Perhaps the original drafters of New York’s Election Law were expecting the two major partisan organizations to represent all the citizens, however, the Boards of Elections, staffed only by loyal members of these two groups, do not, indeed can not, effectively represent the whole of their constituencies:

  • More than one quarter of eligible citizens are not registered to vote and therefore have no official partisan affiliation but they do have a stake in the effective administration of elections.

  • More than one-fifth of registered voters do not specify a party affiliation but they too have a stake in our elections.

  • A majority of registered voters who report a party affiliation do not strongly identify with that partisan group and are not active in partisan affairs but they do care how our elections are managed.

  • And, most significantly, voters reporting a minor party affiliation are not represented by the Democratic and Republican staff of the Boards of Elections but you can be sure they are intensely interested in how elections are administered.

Exacerbating this problem is the fact that these two major partisan organizations do not exist to make democracy happen: they are more about power and control than sharing. We have often enough read or heard of ugly partisanship resulting in disenfranchisement of some voters or litigation to block ballot access. We must acknowledge that our quasi-governmental election administration system actually delivers control of the election administration chicken coop to the partisan foxes.

New York’s Election Law assigns authority to administer elections to the state and local Boards of Elections. Consequently, the partisan Election Commissioners believe they are autonomous and they generally are not responsive to legislative bodies or the public. Boards of Elections, while theoretically under the fiscal oversight of a legislative body, are actually far beyond effective control because of the lawmakers’ political dependence upon or deference to the partisan leaders. So it seems quite unreasonable to expect lawmakers to provide true oversight or to effectively represent citizens with respect to election administration.

I believe we can agree that oversight of our elections is properly a function of government, however, the existing Board of Elections system fails to serve government or our democracy. New York must reform its election administration system and that reform would best be accomplished by comprehensive study followed by the necessary legislation.

For those of us not comfortable waiting for a complete revamp of the Election Law there are democracy enhancing initiatives which could be put in place now. Legislative bodies could choose to exercise control over election administration by asserting their budgetary prerogatives. And, lawmakers might even flex their oversight muscles some while attempting to fulfill their fiscal responsibilities.

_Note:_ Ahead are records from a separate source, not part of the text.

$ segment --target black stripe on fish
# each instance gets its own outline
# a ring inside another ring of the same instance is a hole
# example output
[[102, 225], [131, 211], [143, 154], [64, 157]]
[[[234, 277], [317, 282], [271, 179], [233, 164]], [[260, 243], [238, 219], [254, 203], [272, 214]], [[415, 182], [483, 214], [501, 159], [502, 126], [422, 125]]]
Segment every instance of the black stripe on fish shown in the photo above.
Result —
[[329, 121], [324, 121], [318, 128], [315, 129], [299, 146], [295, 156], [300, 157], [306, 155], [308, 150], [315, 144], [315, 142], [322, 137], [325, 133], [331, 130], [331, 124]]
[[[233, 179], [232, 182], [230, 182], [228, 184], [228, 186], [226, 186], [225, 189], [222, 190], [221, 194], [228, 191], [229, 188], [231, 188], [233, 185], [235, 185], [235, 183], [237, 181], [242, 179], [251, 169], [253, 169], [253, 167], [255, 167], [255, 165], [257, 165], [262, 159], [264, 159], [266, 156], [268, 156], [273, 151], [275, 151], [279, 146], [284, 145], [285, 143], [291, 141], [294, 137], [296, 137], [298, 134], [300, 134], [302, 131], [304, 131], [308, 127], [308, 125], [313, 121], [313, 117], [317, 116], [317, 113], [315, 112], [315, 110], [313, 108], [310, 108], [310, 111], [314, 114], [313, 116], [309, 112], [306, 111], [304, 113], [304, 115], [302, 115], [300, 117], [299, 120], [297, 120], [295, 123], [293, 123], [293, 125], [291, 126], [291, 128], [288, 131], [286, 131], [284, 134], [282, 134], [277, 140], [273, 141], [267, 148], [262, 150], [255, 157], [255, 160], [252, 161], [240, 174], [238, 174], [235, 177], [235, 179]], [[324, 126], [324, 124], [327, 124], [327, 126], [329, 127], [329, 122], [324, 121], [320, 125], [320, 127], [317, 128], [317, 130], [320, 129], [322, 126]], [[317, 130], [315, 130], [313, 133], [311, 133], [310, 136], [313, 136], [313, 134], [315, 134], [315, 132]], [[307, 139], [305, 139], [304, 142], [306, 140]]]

One possible initiative which could serve to enhance legislators’ oversight efforts while at the same time helping to fulfill democracy’s need for transparency is the creation of Citizen Advisory Boards for Election Administration. A cursory search (Google) turns up 28,000 Citizen Advisory Boards in .56 seconds. The examples I perused were government agencies or community-government cooperative projects. Obviously, a Citizen Advisory Board is not some wild way-out-there idea, it‘s been done again and again.

Such a board, composed of volunteers appointed by the legislative body, could serve the lawmakers by complementing their oversight duties. A Citizen Advisory Board could also somewhat insulate lawmakers from partisan pressure while at the same time assisting the Board of Elections with a variety of outreach services or training.

Citizen Advisory Boards could probably be implemented under the existing system without amending election law as long as care is taken to avoid usurping Board of Elections or legislative authority. It is important for enabling resolutions to clearly state to all affected that the service and findings of the Citizen Advisory Board should be respected and adhered to whenever possible.

Citizen Advisory Boards have the potential to bring elections back under the control of citizens. If care is taken to appoint only individuals who are truly representative of the community, and the board works diligently to maintain communication with the community, a Citizen Advisory Board will enjoy the respect of lawmakers, election officials and citizens alike.

The long term goal needs to be the complete reform of election administration but Citizen Advisory Boards would be a good start in our reform efforts.

Partisan organizations serve an important organizational purpose for citizens who want to be involved in supporting candidates, however, partisan groups and their operatives should not be administering our elections. With respect to our elections these groups and their individual operatives need to be restricted to candidate or observer status and nothing more.